ロミが思い浮かべた『今まで死神たちが人間に対して使った言葉』シリーズがどこに書いてあったか気になってしまう読者様へ。


そもそも相当な話数があるこのお話を、ここまで読んでいただいて本当にありがとうございます。このページにPVがついているという事実だけで感動です。


上述のシリーズですが、それぞれ以下の話で登場しています。


ただでさえ人間は数が増え続けており、効率のいい魂の回収が喫緊の課題となっているのだ。→ 第71話 究極の病の木


人間とはただの魂の回収対象だよ。いちいち丁寧に接していたら、回収どころじゃなくなってしまう。→ 第45話 遁走


人類が本当にキスで生き返れば、どれだけいいか。私はもう二度と、人間の魂を回収するなどという味気ない仕事に行かなくて良くなるよ。

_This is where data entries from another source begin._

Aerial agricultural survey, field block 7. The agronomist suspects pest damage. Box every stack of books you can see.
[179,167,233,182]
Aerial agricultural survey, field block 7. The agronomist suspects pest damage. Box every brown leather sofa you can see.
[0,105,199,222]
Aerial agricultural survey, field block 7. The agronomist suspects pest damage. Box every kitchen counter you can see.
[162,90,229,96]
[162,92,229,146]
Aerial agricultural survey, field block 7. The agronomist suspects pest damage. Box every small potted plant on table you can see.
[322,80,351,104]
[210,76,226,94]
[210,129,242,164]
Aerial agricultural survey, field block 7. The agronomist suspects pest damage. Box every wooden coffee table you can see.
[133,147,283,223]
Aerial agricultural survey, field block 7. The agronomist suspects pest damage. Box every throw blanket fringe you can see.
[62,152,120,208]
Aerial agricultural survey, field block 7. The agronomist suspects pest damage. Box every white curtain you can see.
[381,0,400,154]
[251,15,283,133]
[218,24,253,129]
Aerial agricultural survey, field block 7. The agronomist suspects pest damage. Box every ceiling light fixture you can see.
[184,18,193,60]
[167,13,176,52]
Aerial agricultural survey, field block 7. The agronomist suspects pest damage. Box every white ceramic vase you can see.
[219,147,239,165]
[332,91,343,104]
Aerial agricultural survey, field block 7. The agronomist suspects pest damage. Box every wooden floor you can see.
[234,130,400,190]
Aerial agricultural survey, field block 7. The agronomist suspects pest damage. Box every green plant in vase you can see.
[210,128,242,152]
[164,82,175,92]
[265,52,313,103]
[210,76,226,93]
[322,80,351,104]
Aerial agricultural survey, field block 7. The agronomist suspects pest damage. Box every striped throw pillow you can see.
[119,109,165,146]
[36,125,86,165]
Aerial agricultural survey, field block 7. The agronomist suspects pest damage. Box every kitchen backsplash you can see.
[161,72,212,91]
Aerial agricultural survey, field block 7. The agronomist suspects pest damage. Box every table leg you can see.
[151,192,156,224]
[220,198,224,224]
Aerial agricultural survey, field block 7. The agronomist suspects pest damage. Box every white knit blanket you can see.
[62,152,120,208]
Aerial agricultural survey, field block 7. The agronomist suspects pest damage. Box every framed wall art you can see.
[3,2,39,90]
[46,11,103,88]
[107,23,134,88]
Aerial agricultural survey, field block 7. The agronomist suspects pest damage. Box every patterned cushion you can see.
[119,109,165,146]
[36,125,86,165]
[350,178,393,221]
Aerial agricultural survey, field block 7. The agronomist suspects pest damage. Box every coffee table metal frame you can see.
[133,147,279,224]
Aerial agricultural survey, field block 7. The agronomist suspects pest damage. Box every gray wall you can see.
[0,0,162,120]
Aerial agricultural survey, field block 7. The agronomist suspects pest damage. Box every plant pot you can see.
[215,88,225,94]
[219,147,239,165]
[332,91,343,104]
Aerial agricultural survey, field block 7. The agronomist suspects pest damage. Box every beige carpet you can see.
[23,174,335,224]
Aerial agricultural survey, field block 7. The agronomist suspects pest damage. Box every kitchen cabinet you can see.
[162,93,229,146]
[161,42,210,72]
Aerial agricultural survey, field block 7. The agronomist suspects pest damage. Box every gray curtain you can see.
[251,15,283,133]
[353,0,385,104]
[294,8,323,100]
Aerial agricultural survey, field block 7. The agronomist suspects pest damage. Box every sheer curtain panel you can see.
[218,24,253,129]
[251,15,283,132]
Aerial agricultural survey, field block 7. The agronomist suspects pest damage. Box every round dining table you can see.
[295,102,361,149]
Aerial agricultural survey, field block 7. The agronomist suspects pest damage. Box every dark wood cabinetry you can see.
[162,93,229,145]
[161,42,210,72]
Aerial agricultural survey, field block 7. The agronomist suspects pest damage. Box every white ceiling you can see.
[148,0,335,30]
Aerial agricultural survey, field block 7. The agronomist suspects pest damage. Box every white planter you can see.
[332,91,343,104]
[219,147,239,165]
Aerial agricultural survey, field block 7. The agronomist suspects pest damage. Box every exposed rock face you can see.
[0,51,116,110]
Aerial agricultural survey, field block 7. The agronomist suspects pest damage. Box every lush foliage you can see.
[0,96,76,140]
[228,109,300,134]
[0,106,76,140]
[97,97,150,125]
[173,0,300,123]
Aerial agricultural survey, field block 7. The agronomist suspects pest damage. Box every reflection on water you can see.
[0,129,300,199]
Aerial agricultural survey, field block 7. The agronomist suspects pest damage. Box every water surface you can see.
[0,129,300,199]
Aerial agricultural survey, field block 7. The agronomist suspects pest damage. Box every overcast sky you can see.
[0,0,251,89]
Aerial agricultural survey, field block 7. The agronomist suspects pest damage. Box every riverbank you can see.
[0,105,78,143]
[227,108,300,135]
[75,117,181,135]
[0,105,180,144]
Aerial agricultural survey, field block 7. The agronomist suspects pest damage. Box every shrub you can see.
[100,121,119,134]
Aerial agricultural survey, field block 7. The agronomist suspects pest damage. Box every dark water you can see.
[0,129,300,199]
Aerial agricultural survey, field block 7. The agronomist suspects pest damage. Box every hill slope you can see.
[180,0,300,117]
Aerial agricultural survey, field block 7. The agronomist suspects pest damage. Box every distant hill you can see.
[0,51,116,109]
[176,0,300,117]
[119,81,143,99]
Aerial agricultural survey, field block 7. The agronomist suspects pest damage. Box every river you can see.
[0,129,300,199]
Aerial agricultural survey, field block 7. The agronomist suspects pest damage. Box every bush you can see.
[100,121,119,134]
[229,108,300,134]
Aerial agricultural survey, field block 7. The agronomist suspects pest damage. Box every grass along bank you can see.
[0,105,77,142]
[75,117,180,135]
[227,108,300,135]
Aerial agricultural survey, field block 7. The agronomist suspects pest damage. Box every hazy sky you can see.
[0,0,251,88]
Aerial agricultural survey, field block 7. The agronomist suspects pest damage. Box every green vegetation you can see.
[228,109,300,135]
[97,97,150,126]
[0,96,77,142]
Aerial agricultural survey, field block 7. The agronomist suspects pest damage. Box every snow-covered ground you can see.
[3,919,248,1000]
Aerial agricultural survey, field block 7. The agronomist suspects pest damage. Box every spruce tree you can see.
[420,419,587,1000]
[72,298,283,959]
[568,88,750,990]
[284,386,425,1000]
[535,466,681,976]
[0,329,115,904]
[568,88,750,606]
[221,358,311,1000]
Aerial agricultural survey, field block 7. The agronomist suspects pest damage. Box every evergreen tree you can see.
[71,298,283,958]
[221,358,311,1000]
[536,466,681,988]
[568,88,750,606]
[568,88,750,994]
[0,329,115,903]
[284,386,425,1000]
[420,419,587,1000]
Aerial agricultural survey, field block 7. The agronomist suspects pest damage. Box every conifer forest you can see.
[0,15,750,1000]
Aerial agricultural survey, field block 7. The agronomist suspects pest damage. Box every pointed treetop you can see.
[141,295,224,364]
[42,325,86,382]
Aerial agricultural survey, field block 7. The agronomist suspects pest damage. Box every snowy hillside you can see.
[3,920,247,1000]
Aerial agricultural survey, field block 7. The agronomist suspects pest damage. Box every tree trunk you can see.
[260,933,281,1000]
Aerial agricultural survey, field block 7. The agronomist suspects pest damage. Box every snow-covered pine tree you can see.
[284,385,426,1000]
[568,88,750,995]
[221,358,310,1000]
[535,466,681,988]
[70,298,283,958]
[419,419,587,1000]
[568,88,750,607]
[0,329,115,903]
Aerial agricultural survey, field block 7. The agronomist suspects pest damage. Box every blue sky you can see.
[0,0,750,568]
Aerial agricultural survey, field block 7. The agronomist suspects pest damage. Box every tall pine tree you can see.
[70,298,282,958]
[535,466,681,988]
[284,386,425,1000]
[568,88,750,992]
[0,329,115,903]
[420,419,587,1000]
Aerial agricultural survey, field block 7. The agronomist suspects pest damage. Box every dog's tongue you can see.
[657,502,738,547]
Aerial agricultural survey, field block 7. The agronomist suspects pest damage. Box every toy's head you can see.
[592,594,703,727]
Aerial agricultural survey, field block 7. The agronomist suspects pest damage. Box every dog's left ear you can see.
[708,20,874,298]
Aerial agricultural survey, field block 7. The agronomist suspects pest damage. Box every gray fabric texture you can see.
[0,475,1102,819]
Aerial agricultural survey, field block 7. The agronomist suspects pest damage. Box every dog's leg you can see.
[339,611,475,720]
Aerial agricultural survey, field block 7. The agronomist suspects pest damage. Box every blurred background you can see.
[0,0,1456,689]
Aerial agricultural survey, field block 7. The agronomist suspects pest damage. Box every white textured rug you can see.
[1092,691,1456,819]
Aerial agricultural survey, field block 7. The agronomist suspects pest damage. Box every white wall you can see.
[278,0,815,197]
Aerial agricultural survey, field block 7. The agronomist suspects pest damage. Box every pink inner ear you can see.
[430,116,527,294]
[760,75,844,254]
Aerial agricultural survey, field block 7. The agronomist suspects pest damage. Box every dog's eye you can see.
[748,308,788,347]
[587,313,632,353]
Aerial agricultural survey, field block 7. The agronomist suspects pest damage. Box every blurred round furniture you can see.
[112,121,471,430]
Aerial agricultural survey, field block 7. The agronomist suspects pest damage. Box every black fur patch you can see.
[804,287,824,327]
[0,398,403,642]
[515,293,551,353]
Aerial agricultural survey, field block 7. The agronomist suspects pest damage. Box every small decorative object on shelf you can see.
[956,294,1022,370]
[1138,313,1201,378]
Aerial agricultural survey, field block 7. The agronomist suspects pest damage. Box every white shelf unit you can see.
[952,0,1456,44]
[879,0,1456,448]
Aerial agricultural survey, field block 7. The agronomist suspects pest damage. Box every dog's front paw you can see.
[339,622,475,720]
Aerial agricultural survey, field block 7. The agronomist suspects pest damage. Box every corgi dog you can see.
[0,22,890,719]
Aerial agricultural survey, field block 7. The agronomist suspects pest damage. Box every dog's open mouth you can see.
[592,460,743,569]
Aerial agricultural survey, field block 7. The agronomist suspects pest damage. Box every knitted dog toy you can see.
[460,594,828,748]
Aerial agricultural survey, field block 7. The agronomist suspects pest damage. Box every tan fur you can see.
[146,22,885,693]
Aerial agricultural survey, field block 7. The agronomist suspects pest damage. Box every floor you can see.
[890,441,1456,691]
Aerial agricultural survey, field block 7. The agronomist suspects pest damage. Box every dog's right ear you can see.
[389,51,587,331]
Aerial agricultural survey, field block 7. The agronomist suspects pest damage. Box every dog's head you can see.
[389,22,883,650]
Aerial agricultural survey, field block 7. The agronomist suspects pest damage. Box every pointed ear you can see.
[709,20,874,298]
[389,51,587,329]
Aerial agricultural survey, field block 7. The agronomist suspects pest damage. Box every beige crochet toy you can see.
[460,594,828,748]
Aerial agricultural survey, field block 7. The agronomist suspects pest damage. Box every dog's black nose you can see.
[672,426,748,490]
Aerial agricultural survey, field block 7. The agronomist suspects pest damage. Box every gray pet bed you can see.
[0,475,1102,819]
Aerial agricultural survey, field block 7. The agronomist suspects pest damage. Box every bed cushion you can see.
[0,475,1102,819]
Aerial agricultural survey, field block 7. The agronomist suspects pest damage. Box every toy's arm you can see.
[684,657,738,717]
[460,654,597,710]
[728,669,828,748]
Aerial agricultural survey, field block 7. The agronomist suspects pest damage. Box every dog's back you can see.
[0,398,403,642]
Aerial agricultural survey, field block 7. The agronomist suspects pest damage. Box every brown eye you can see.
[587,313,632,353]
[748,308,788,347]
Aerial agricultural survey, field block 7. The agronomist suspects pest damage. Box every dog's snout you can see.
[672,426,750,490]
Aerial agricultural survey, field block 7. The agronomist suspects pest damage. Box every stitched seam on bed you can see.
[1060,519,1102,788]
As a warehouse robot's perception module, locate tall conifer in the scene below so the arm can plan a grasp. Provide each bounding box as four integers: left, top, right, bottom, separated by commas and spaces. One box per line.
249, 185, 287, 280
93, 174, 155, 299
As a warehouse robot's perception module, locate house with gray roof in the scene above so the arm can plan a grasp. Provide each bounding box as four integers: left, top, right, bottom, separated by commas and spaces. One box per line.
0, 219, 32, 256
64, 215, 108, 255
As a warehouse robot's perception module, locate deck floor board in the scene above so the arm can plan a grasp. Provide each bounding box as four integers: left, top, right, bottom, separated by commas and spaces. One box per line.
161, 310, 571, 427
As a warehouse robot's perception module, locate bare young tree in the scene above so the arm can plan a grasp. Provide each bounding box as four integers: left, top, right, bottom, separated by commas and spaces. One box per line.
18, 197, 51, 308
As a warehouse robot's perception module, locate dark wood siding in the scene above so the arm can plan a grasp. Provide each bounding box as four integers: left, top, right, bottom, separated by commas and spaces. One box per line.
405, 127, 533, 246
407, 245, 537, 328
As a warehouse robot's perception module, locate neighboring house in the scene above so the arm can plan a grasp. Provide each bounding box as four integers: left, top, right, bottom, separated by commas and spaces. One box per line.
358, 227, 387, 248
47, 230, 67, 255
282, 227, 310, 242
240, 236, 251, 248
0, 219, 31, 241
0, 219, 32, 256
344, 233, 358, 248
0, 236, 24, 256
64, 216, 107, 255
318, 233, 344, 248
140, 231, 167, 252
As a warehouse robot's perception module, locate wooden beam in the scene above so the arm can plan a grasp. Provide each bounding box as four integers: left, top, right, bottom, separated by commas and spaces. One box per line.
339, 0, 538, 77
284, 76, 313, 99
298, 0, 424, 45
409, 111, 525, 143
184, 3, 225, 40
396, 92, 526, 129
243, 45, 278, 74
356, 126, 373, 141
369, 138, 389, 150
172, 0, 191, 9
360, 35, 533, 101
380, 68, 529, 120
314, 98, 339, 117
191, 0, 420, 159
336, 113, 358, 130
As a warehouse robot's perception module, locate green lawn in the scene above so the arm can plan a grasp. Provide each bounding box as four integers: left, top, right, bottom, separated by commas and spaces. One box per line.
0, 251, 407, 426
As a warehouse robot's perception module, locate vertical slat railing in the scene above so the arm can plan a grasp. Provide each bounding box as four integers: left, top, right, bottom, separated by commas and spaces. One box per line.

→ 第37話 茨



ちなみに、上記シリーズではないですが、ロミが思い出したティルト君のセリフは第61話 罰にあります。



随分長い期間にわたって、いろいろなところにセリフをばら撒いてしまいました。

今回のエピソードも、自分の中では思い描いた内容を、きちんと伝わる形にできているか正直心配です・・・・・・力量不足を痛感する日々ですが、どうぞこれからもよろしくお願いします。